A host of websites belonging to Ukrainian government institutions have suffered a cyberattack in what appears to be a cyber onslaught orchestrated by Russian threat actors.
Reportedly, the online platforms belonging to the government agencies had their data erased through a coordinated attack that happened alongside another breach that targeted the government websites recently.
The cyberattack that hit the websites of Ukrainian government agencies and other establishments was accompanied by the threat message: “Be afraid and expect the worst.” This threat has been taken seriously considering that the government agencies affected by the cyber event play important roles in emergency response and other critical functions.
So far, there’s no clear indication about the real identity of the cybercriminals behind the cyberattack that has taken the cybersecurity industry by surprise although the Ukrainian government has come out to blame Russia for the cyberattack.

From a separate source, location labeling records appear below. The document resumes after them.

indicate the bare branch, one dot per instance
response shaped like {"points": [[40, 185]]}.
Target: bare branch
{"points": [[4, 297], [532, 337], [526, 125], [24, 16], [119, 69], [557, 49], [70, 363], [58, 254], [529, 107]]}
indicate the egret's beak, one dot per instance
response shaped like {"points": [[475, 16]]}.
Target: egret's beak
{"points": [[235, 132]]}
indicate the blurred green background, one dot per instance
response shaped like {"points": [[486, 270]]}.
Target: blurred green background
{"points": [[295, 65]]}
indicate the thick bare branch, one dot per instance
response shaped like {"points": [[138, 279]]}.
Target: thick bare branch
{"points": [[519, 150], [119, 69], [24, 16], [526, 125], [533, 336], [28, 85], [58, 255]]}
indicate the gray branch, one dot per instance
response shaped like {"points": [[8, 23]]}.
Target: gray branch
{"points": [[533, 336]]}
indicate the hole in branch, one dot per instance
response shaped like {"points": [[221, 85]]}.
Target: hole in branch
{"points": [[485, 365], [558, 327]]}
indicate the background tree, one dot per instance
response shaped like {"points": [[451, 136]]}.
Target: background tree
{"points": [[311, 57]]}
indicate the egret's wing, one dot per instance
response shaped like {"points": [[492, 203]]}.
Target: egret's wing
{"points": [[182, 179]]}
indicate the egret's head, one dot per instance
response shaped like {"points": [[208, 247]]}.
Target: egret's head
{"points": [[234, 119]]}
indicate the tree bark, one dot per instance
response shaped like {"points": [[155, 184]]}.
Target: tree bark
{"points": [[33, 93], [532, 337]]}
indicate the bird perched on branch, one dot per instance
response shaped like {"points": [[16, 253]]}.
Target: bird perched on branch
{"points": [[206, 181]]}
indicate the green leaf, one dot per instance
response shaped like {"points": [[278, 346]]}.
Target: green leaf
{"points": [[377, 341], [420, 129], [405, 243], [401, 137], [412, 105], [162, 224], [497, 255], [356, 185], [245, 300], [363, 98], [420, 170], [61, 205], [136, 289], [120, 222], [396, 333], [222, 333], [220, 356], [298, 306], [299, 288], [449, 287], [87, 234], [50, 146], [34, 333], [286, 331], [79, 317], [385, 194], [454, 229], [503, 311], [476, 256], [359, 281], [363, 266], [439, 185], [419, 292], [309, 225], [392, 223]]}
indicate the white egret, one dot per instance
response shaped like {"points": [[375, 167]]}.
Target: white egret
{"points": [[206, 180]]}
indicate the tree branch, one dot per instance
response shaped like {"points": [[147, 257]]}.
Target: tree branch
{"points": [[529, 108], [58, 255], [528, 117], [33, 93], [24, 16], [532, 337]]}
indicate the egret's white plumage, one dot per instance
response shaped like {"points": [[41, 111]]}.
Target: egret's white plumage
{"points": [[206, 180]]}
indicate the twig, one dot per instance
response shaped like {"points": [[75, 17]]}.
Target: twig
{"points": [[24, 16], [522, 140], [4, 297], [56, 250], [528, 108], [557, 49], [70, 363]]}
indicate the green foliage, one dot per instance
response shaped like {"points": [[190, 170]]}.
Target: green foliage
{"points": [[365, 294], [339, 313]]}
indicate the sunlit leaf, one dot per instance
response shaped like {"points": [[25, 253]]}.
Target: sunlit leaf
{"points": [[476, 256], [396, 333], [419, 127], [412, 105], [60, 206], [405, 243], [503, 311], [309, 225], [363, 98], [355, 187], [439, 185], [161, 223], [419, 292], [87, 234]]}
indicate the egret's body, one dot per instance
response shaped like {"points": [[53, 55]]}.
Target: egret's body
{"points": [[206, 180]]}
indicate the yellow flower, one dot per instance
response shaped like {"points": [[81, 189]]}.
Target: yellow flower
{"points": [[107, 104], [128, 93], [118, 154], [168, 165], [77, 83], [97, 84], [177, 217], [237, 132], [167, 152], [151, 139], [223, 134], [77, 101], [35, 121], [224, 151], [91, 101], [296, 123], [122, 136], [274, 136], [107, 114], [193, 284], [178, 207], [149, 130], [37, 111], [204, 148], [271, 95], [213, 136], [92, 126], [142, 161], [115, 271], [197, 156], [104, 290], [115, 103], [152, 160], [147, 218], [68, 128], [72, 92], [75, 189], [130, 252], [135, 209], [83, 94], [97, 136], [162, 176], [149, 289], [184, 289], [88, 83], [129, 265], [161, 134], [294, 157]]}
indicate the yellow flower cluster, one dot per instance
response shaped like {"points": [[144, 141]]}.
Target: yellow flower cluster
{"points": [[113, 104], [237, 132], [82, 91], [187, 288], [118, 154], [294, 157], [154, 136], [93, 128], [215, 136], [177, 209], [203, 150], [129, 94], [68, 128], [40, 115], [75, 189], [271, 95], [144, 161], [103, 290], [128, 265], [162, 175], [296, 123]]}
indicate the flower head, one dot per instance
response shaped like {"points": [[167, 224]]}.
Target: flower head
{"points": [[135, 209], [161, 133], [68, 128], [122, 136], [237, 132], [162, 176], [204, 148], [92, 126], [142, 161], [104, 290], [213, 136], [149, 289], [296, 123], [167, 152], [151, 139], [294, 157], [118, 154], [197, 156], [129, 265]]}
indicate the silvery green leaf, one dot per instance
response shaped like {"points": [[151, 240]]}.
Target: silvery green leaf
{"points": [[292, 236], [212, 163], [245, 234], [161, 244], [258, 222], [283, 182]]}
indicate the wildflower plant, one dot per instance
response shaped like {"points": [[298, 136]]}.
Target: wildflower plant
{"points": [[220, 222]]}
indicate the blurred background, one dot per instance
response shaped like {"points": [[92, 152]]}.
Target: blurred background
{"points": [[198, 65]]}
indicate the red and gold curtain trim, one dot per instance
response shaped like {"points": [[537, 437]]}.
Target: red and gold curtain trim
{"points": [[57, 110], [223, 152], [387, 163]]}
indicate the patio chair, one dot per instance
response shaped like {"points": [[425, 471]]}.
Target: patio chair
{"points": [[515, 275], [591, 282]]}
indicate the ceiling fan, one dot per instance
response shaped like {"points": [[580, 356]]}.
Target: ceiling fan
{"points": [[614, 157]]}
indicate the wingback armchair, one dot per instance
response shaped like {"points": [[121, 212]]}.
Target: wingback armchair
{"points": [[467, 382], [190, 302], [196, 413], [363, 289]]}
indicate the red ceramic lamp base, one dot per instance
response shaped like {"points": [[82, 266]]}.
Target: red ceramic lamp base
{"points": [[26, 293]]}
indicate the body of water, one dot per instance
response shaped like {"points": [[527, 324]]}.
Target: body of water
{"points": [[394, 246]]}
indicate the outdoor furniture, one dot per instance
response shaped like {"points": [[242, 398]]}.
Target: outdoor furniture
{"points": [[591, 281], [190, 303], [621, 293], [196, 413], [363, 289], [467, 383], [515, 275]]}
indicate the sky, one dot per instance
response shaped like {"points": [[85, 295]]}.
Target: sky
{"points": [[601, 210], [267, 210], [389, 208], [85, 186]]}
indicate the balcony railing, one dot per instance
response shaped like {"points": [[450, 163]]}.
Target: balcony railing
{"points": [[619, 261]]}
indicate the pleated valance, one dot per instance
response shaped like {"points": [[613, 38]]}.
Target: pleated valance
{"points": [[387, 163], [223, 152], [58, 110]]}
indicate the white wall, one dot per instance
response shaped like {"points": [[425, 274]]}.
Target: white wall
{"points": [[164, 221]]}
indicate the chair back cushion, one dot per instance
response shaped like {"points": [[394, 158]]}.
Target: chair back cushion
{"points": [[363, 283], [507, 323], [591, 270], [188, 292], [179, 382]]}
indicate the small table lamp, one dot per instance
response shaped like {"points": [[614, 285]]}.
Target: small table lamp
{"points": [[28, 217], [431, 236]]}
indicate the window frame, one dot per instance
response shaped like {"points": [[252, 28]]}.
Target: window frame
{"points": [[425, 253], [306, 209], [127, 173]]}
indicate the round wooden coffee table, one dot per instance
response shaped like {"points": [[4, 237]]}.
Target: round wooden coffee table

This also follows reports that the malware has, luckily, not infected the country’s energy grids, military operations or any other critical state infrastructure.
Still, this does not eliminate the hazardous nature of the cyberattack in the face of a political crisis between Ukraine and its neighbor – especially considering the amount of damage that hackers have done to other government entities in the recent past.
Microsoft Detects Anti-Ukraine Malware
Point to note, the cyberattack comes hot in the heels of recent political heat in which Ukraine has been bracing for an expected invasion by Russia whose government has lined up about 100,000 soldiers at the border with Ukraine.
Quite interestingly, Microsoft made a recent discovery about the presence of destructive malware found in computer systems belonging to a host of Ukrainian government agencies made the report in a January 15 security blog post – it reads:
“Microsoft Threat Intelligence Center (MSTIC) has identified evidence of a destructive malware operation targeting multiple organizations in Ukraine. This malware first appeared on victim systems in Ukraine on January 13, 2022. Microsoft is aware of the ongoing geopolitical events in Ukraine and surrounding region and encourages organizations to use the information in this post to proactively protect from any malicious activity.
While our investigation is continuing, MSTIC has not found any notable associations between this observed activity, tracked as DEV-0586, and other known activity groups. MSTIC assesses that the malware, which is designed to look like ransomware but lacking a ransom recovery mechanism, is intended to be destructive and designed to render targeted devices inoperable rather than to obtain a ransom.”